Publisher(s): Library of Congress. Congressional Research Service

Series: 97-620

Topic: Government (Legislative power and procedure)


Achievement of a balanced federal budget by 2002 was a high priority for the 105th Congress and the President. After months of negotiations and debate, starting in February 1997 and ending in July 1997, congressional leaders and the White House forged a consensus on legislation to accomplish this goal. The legislation, signed into law by President Clinton on August 5, 1997, sets “caps” on discretionary spending, constrains entitlement programs, and on balance reduces federal taxes.

Last spring the White House and congressional negotiators reached an agreement on a broad outline of tax and spending changes. As announced on May 2, 1997, the plan envisioned an estimated $190 billion in cumulative deficit reductions over the FY1998-2002 period. When coupled with lower interest payments (arising from the reduced need to borrow) the federal budget would reach approximate balance in 2002.

As reflected by wide margins of passage of the FY1998 budget resolution, the plan generally garnered broad congressional support. Its proponents pointed out that it fulfilled major promises made by both parties, and if successful, it would lead to a budget surplus for the first time since FY1969. While each party wanted fulfillment of more of its respective policy agenda, proponents argued that it struck a viable set of compromises and avoided the budget gridlock that plagued attempts to enact a budget plan in the 104th Congress. Some of its critics complained that its impact was delayed and too small and relied too heavily on lower current law deficit estimates made by the Congressional Budget Office. They contended that not enough was being proposed to rein in long-range entitlement spending, which is expected to rise significantly when the post World War II baby boomers reach retirement age. Others contended that the tax reductions were skewed too heavily toward higher-income people and that the revenue losses would grow dramatically in the long-run.

The budget resolution called for two reconciliation bills, one on spending (H.R. 2015), a second on taxes (H.R. 2014), which both chambers took up and passed in June 1997. After resolving differences in their respective bills, as well as issues raised by the Administration, both chambers passed final versions at the end of July. The President signed them into law as the Balanced Budget Act of 1997 (P.L. 105-33) and the Taxpayer Relief Act of 1997 (P.L. 105-34) on August 5, 1997.

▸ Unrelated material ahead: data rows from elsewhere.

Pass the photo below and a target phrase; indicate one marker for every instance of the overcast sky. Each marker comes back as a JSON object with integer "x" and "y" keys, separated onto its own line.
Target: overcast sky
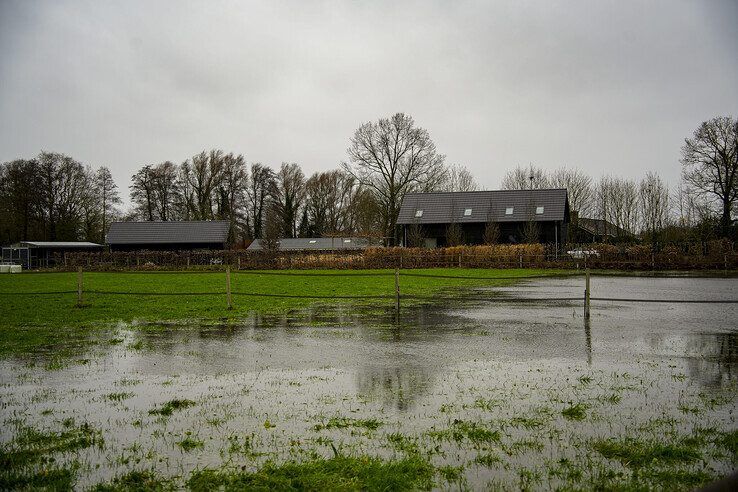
{"x": 610, "y": 87}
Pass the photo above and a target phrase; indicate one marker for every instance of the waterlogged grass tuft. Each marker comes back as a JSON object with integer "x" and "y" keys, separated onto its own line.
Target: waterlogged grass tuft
{"x": 169, "y": 407}
{"x": 334, "y": 474}
{"x": 576, "y": 411}
{"x": 28, "y": 460}
{"x": 345, "y": 422}
{"x": 136, "y": 480}
{"x": 635, "y": 453}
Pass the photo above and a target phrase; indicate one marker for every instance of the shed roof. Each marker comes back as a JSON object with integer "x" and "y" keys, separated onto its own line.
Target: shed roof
{"x": 484, "y": 206}
{"x": 169, "y": 232}
{"x": 317, "y": 243}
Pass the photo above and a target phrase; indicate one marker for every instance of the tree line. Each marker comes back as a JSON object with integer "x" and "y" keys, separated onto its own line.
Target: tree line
{"x": 700, "y": 207}
{"x": 54, "y": 197}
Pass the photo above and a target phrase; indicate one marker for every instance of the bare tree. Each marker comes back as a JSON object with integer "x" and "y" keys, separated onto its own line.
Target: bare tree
{"x": 143, "y": 194}
{"x": 520, "y": 179}
{"x": 108, "y": 197}
{"x": 392, "y": 157}
{"x": 654, "y": 203}
{"x": 290, "y": 197}
{"x": 261, "y": 187}
{"x": 164, "y": 179}
{"x": 329, "y": 200}
{"x": 20, "y": 212}
{"x": 617, "y": 202}
{"x": 458, "y": 178}
{"x": 63, "y": 184}
{"x": 578, "y": 185}
{"x": 710, "y": 164}
{"x": 231, "y": 196}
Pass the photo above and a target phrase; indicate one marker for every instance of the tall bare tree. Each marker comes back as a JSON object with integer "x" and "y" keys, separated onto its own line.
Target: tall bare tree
{"x": 393, "y": 157}
{"x": 20, "y": 212}
{"x": 710, "y": 164}
{"x": 261, "y": 187}
{"x": 108, "y": 197}
{"x": 290, "y": 197}
{"x": 520, "y": 178}
{"x": 578, "y": 185}
{"x": 654, "y": 204}
{"x": 143, "y": 193}
{"x": 329, "y": 200}
{"x": 63, "y": 184}
{"x": 458, "y": 178}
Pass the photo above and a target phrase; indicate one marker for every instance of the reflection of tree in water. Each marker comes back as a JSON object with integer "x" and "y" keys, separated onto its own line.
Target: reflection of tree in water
{"x": 397, "y": 386}
{"x": 719, "y": 364}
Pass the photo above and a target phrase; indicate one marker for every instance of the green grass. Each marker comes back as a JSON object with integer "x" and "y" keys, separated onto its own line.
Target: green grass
{"x": 169, "y": 407}
{"x": 635, "y": 453}
{"x": 335, "y": 474}
{"x": 28, "y": 461}
{"x": 36, "y": 322}
{"x": 136, "y": 481}
{"x": 345, "y": 422}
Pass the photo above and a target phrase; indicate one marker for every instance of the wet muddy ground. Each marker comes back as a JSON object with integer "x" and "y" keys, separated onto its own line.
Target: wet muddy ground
{"x": 506, "y": 393}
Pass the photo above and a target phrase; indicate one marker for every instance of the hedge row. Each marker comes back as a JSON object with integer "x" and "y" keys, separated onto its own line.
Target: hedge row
{"x": 718, "y": 255}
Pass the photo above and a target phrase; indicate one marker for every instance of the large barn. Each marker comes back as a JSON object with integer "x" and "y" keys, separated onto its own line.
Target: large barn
{"x": 168, "y": 235}
{"x": 513, "y": 211}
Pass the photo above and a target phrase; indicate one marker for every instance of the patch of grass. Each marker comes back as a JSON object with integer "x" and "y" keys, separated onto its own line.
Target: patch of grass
{"x": 169, "y": 407}
{"x": 45, "y": 479}
{"x": 118, "y": 397}
{"x": 31, "y": 446}
{"x": 57, "y": 326}
{"x": 634, "y": 453}
{"x": 526, "y": 422}
{"x": 576, "y": 411}
{"x": 345, "y": 422}
{"x": 729, "y": 441}
{"x": 189, "y": 443}
{"x": 461, "y": 430}
{"x": 488, "y": 459}
{"x": 338, "y": 473}
{"x": 137, "y": 481}
{"x": 25, "y": 460}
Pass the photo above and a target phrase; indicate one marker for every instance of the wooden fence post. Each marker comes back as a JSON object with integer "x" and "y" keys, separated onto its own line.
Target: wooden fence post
{"x": 79, "y": 286}
{"x": 228, "y": 287}
{"x": 397, "y": 290}
{"x": 586, "y": 296}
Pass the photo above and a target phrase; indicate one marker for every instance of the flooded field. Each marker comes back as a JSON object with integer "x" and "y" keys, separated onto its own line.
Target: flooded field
{"x": 504, "y": 393}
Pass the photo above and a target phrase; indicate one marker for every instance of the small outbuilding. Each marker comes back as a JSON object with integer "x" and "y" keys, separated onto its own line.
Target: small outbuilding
{"x": 168, "y": 235}
{"x": 44, "y": 254}
{"x": 318, "y": 244}
{"x": 514, "y": 212}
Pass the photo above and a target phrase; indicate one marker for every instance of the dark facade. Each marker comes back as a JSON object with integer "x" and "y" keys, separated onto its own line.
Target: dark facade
{"x": 168, "y": 236}
{"x": 513, "y": 211}
{"x": 44, "y": 254}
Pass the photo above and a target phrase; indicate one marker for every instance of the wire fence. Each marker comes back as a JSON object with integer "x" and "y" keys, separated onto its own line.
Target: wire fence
{"x": 476, "y": 296}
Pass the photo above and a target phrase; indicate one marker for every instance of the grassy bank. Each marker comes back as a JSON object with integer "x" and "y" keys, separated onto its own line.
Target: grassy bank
{"x": 33, "y": 318}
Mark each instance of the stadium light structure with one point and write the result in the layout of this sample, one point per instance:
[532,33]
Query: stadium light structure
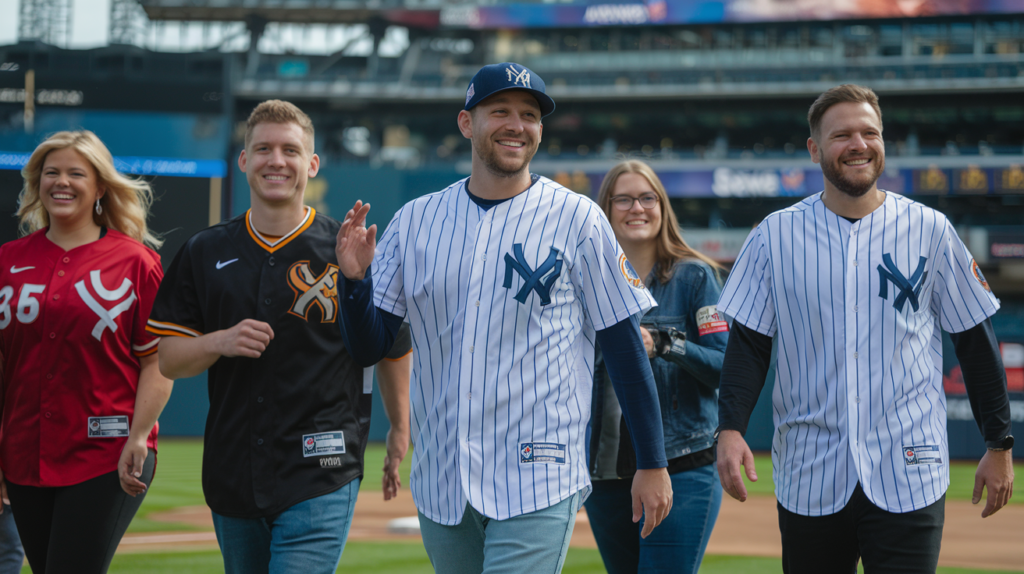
[45,20]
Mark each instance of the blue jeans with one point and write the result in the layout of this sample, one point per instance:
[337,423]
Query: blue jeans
[677,544]
[535,542]
[307,538]
[11,553]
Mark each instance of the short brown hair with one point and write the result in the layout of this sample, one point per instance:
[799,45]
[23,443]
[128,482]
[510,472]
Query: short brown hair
[280,112]
[846,93]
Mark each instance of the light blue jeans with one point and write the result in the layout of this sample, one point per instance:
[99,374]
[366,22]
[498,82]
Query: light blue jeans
[307,538]
[677,545]
[535,542]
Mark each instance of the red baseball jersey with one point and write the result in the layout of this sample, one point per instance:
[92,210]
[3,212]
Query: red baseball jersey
[72,328]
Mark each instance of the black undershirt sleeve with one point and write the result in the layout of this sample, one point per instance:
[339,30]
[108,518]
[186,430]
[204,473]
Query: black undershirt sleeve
[984,378]
[629,368]
[747,359]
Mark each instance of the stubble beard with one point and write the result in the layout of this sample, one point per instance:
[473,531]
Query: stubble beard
[852,188]
[488,156]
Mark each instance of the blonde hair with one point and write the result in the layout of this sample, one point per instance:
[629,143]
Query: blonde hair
[280,112]
[670,248]
[126,202]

The legislation includes spending reductions totaling $241 billion over the first 5 years, offset by $46 billion in new spending initiatives and a net $80 billion in tax reductions. Almost half of the spending reductions was to result from limiting growth in the federal government’s largest health benefit programs, Medicare and Medicaid ($112 billion in Medicare and $7 billion in Medicaid). Another 37% was to come in discretionary programs by constraining their growth at levels below inflation. Other savings were to come from auctioning licenses for using a portion of the airwaves for wireless communication services, increases in federal agency and employee contributions to the Civil Service Retirement Fund, various changes in veterans programs, and cuts in student loan programs.